For the parameters SessionPlus has defaults for, there is also input validation. Other parameters are passed straight to the Retry object.

>>> s = SessionPlus(retry=True)
>>> s.retry_status_forcelist = 429
Traceback (most recent call last):
  File "<stdin>", line 1, in <module>
  File "/home/chambersh1129/Documents/code/personal/requests-session-plus/requests_session_plus/__init__.py", line 68, in __init__
    self.retry_status_forcelist = retry_status_forcelist
  File "/home/chambersh1129/Documents/code/personal/requests-session-plus/requests_session_plus/__init__.py", line 123, in retry_status_forcelist
    raise ValueError("retry_status_forcelist must be a set of integers")
ValueError: retry_status_forcelist must be a set of integers
>>>
>>> s.retry_read = "this should be an integer"
>>> s.update_retry()
>>> s.get("https://httpstat.us/429/")  # 429 Too Many Requests
# ... output compressed ...
# TypeError exception thrown when first retry is attempted
TypeError: '<' not supported between instances of 'str' and 'int'

Timeouts

Some HTTP calls should only take X amount of time, and if it takes longer the server is likely hung or some other issue. Timeouts allow you to set a maximum time to wait before declaring the server unresponsive and moving on.

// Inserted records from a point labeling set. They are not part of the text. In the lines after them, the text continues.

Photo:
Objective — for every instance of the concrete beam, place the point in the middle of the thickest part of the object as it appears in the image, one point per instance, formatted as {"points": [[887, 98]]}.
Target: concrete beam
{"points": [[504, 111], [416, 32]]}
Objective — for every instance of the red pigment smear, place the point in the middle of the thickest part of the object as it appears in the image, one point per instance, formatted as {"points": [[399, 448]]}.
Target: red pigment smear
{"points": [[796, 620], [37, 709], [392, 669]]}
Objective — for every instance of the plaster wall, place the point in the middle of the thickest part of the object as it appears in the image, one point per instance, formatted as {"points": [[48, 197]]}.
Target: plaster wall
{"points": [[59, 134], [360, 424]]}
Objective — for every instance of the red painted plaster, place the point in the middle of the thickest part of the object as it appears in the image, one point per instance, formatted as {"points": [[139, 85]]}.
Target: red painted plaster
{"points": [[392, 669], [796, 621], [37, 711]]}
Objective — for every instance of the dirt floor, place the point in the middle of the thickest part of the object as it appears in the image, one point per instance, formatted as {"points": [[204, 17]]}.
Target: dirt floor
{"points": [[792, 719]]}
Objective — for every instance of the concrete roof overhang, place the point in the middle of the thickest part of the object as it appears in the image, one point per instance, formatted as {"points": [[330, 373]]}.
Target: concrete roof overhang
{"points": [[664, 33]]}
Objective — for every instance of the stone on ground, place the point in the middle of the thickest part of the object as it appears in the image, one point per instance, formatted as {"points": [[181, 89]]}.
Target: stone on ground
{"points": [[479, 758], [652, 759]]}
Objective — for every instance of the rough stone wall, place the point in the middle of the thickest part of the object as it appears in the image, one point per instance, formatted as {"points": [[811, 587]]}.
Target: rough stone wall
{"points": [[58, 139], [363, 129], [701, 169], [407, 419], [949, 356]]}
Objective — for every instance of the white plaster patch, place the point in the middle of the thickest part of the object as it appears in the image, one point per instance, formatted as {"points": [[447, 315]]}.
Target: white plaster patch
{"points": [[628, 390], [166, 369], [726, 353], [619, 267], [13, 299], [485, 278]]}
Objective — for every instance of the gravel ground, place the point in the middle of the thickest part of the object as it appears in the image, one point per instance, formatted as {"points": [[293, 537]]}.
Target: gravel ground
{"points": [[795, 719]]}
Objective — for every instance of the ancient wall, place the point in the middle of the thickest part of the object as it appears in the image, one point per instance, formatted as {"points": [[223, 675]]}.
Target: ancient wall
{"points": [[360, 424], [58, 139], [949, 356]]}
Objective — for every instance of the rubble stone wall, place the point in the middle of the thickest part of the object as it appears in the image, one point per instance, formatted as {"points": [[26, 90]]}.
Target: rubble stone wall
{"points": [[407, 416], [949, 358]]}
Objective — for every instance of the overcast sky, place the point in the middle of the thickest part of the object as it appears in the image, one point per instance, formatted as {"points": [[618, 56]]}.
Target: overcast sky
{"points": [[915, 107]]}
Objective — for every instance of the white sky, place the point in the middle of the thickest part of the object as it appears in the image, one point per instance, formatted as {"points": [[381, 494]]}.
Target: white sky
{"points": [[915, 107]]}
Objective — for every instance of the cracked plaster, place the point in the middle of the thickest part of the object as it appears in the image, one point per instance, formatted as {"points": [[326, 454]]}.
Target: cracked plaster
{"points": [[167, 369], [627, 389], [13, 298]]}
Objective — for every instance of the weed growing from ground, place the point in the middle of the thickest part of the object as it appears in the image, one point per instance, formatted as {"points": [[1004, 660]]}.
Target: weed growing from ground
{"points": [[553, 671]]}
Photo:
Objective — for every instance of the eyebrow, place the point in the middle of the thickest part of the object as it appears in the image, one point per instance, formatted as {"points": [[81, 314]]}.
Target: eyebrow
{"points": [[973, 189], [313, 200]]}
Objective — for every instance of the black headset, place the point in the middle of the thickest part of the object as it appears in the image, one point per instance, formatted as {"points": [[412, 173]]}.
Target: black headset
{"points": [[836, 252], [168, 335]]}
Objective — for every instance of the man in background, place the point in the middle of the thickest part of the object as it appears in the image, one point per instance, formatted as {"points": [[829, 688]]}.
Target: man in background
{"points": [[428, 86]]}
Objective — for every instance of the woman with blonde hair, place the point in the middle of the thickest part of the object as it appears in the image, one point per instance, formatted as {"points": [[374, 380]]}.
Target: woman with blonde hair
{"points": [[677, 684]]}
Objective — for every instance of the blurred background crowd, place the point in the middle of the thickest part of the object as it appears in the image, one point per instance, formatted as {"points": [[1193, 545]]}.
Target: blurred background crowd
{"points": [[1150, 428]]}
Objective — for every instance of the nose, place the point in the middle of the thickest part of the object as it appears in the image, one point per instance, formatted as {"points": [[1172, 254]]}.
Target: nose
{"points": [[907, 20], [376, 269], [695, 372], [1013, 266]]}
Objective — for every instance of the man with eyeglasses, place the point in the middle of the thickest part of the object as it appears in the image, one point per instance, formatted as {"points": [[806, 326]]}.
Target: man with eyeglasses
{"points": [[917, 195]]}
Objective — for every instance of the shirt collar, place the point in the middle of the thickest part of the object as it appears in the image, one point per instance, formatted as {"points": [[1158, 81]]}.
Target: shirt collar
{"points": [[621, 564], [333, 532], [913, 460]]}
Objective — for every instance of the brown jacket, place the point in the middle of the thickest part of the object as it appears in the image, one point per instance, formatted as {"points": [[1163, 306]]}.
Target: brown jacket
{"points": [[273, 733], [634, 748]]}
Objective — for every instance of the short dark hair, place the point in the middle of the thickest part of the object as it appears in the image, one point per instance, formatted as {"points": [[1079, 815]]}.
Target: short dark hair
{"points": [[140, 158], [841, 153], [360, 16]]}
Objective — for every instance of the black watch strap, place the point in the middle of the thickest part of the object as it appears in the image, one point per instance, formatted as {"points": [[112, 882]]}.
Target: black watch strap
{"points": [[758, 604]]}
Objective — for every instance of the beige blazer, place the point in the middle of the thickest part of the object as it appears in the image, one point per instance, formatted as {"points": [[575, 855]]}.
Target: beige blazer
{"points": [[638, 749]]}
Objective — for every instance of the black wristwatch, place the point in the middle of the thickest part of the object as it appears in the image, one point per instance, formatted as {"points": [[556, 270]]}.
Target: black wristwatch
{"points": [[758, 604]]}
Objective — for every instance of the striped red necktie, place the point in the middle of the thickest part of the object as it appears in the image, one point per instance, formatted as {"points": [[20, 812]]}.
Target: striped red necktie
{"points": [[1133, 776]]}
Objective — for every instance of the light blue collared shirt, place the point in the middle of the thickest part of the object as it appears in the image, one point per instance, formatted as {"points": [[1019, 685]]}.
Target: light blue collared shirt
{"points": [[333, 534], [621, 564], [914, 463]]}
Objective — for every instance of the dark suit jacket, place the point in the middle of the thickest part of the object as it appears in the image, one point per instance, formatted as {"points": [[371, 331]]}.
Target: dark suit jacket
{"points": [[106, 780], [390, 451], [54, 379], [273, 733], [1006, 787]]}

The default Session class supports timeouts per HTTP call, SessionPlus just provides the ability to set it globally in addition to per call.

Configuring Timeouts

Parameter:

• timeout : [float,None] : how long to wait, in seconds, before raising an exception. Defaults to 10

>>> from requests_session_plus import SessionPlus
>>> s = SessionPlus()  # timeout set to 10 seconds
>>> s = SessionPlus(timeout=None)  # disable the timeout

Global Timeout can be toggled on/off

>>> s = SessionPlus()  # timeout set to 10 seconds
>>> s.timeout = None  # now no call has a timeout
>>> # ... make a really long HTTP call ...
>>> s.timeout = 30  # set it back to whatever you want

You can still overwite it per call and the default value is maintained for future calls

>>> s = SessionPlus(timeout=1)
>>> s.get("https://httpstat.us/200/?sleep=1250")  # 200 OK that takes 1.25 seconds to respond
# ... ouput compressed ...
# TimeoutError triggers a ReadTimeoutError which triggers a MaxRetryError and eventually a ConnectionError
requests.exceptions.ConnectionError: HTTPSConnectionPool(host='httpstat.us', port=443): Max retries exceeded with url: /200/?sleep=1250 (Caused by ReadTimeoutError("HTTPSConnectionPool(host='httpstat.us', port=4
43): Read timed out. (read timeout=1.0)"))
>>>
>>> # disable retries and try again
>>> s.retry = False
# ... output compressed ...
# TimeoutError triggers a ReadTimeoutError which triggers a ReadTimeout
requests.exceptions.ReadTimeout: HTTPSConnectionPool(host='httpstat.us', port=443): Read timed out. (read timeout=1.0)
>>>
>>> # increase the timeout for this call only
>>> s.timeout
1.0
>>> # make the call again, overwriting global timeout
>>> s.get("https://httpstat.us/200/?sleep=1250", timeout=2)  # 200 OK that takes 1.25 seconds to respond
<Response [200]>
>>> # global is unchanged
>>> s.timeout
1.0

NOTE: Once again, disabling timeouts isn't a silver bullet. Other timeouts come into play, both at the python level (urllib3 timeouts, socket timeouts) or at the server level (NGINX proxy_read_timeout for example). Setting timeout=None for an HTTP call does not guarantee exceptions aren't raised.